The transpersonal approach to psychology emerged out of the humanistic and existential traditions, and its increasing popularity at present could have been the result of a counter reaction to the individualistic and self-centered characteristics of traditional Western psychology. Transpersonal means "beyond the person," or more specifically, beyond the head, to enclose something greater that defines who we really are.

In fact, all the approaches to therapy I have presented thus far could be considered transpersonal since they all seek to integrate other parts of the "head self" that are considered essential to proper human functioning. To review, Attachment Theory claims that we need to make emotional alliances with others in order to feel secure and complete. The "I" is really the "we." Ecopsychology asserts that we must incorporate the natural environment as a source of inspiration, direction, and self-identity. Jungian Psychology seeks to bring alive and integrate the collective or world unconscious in our lives so that we can feel fully human.

To some people, however, "that something" greater than the self goes even beyond those other parts that make what we are. Transpersonal in this sense could extend to embrace the supernatural, the "divine" or the mystical. Buddhist practice, and Indigenous Wisdom presented in the next pages, can fall in this category.

To people who are personally committed to their religious and spiritual beliefs, this inclusion of the supernatural in their lives is a reality and a necessity to their well-being and meaningful existence. I certainly do not claim to be an expert in all the religions and spiritual traditions that exist, but my training as a transpersonal therapist allows me to explore with the client how their most personal and enduring spiritual beliefs can fit into their psychological makeup.

My job in this case is not to "psychologize" spiritual manifestations experienced by the client and to attempt to define what they really mean, but to help the client integrate spiritual phenomena into personal issues that may have an emotional or psychological origin.

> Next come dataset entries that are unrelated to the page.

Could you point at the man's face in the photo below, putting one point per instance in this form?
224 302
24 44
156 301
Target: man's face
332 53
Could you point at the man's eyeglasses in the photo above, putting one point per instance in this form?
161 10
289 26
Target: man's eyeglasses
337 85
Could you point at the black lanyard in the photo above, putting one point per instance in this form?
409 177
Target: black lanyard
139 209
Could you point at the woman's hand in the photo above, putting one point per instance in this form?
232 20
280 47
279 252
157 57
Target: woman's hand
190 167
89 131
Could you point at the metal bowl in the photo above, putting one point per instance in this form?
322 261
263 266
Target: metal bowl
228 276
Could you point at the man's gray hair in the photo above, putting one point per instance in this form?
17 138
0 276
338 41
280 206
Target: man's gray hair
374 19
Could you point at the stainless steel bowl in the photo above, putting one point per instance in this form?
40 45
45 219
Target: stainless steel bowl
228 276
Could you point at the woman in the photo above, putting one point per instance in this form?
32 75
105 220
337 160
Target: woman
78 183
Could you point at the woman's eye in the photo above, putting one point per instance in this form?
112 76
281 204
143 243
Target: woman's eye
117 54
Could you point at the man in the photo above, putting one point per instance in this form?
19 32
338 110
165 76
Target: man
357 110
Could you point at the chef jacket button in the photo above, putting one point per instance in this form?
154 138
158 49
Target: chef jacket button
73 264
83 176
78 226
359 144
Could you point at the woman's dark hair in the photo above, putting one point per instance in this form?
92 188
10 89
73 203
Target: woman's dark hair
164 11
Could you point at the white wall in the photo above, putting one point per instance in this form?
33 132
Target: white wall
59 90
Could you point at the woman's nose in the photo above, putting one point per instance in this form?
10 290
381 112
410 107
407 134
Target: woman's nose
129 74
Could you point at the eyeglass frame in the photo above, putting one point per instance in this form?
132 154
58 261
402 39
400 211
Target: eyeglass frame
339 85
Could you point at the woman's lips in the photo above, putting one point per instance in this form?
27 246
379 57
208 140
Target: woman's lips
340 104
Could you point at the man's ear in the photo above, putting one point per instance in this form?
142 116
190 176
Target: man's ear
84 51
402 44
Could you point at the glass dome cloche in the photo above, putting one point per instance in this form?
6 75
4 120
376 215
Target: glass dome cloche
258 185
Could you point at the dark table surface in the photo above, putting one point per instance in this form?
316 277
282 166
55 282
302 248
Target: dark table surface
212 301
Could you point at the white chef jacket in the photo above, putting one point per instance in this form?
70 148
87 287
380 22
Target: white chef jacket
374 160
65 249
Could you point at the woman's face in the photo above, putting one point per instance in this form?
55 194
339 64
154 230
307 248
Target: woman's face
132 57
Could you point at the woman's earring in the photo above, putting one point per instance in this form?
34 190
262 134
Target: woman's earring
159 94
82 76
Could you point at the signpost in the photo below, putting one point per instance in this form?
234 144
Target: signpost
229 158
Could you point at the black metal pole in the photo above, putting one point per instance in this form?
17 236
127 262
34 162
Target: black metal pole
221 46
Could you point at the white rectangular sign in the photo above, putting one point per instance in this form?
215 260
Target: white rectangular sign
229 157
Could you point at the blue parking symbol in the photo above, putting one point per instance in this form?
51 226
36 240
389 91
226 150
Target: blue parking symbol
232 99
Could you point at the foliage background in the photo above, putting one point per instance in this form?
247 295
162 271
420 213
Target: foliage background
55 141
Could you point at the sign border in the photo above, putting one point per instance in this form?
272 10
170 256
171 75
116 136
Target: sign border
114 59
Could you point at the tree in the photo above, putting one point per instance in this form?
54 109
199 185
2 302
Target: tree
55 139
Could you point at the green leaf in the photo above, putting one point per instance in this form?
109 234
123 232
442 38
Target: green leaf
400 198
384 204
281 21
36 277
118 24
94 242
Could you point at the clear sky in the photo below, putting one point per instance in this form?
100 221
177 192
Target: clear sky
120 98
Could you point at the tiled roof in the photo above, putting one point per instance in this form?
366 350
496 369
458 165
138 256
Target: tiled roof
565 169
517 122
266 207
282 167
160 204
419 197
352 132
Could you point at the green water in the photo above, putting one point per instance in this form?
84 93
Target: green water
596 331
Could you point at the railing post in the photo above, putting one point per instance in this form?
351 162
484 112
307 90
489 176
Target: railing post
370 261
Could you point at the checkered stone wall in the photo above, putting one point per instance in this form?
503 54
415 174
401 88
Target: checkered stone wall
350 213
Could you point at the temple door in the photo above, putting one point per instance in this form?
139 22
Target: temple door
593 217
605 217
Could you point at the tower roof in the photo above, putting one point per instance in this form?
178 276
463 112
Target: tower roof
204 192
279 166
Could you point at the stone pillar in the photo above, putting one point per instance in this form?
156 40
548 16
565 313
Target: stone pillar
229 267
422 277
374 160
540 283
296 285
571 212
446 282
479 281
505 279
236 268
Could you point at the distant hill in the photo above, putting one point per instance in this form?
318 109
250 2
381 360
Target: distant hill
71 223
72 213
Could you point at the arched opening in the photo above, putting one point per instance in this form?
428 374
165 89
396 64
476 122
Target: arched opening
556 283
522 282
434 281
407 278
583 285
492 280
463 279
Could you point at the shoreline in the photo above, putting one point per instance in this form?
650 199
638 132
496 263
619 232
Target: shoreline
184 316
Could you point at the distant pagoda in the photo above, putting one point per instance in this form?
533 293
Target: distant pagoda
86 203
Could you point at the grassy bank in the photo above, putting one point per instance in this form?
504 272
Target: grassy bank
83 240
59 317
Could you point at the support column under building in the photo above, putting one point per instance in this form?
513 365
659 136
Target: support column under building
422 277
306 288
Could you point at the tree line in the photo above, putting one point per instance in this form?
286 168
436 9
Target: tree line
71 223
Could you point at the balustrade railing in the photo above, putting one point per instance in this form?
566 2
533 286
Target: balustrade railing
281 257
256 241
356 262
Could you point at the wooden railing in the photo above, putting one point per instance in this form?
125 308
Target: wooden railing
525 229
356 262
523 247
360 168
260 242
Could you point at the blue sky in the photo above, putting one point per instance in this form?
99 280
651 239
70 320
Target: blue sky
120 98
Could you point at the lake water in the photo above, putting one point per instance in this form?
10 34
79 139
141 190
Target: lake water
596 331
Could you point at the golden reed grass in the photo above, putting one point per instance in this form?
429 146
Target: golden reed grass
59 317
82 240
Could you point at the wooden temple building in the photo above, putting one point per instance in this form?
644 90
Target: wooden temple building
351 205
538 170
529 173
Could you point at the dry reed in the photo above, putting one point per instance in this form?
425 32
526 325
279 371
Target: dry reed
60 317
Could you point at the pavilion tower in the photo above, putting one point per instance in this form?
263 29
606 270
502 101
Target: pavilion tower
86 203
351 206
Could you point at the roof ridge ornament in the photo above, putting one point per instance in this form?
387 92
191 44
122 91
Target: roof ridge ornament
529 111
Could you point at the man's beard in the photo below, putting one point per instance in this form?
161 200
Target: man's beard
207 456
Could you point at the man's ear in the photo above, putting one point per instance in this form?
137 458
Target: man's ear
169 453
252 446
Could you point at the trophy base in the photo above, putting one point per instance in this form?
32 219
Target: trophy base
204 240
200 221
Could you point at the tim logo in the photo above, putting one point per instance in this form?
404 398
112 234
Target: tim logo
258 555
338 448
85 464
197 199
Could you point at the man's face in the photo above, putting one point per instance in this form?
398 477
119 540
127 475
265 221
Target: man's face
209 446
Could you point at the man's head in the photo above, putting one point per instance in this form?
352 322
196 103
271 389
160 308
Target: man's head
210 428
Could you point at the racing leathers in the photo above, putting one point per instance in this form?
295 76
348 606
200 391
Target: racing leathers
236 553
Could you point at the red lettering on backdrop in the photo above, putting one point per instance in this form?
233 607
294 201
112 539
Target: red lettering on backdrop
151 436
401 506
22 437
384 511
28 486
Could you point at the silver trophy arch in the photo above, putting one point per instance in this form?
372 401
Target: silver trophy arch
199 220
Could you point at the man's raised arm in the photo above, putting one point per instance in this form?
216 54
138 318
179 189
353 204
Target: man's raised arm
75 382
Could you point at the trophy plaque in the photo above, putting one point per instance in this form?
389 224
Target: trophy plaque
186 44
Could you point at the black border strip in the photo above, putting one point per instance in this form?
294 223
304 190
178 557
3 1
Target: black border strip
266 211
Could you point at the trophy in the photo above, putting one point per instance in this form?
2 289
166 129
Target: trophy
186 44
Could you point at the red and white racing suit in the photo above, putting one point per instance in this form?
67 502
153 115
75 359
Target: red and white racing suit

A transpersonal model that I incorporate in my work with people who are afflicted with different types of addictive behaviors, is the 12 step program which, is based on the concept of a "higher power." Accordingly, one of the most important principles of the program is that when people recognize that they are "powerless" to control their addiction and turn their will over to the care of this "higher power," there is a real chance for recovery.

In more colloquial language, what the program asserts is that the person alone is limited in dealing with the addiction, but that when he or she invokes other forms of support systems in the hope of recovery, he or she will become better equipped to overcome this condition.

What constitutes each person's "higher power" is a personal choice, and for those who do not hold a particular religious or spiritual orientation, a "higher power" could simply mean the power of something else (the program, the therapist, the family, etc.) as an additional power to that of the individual.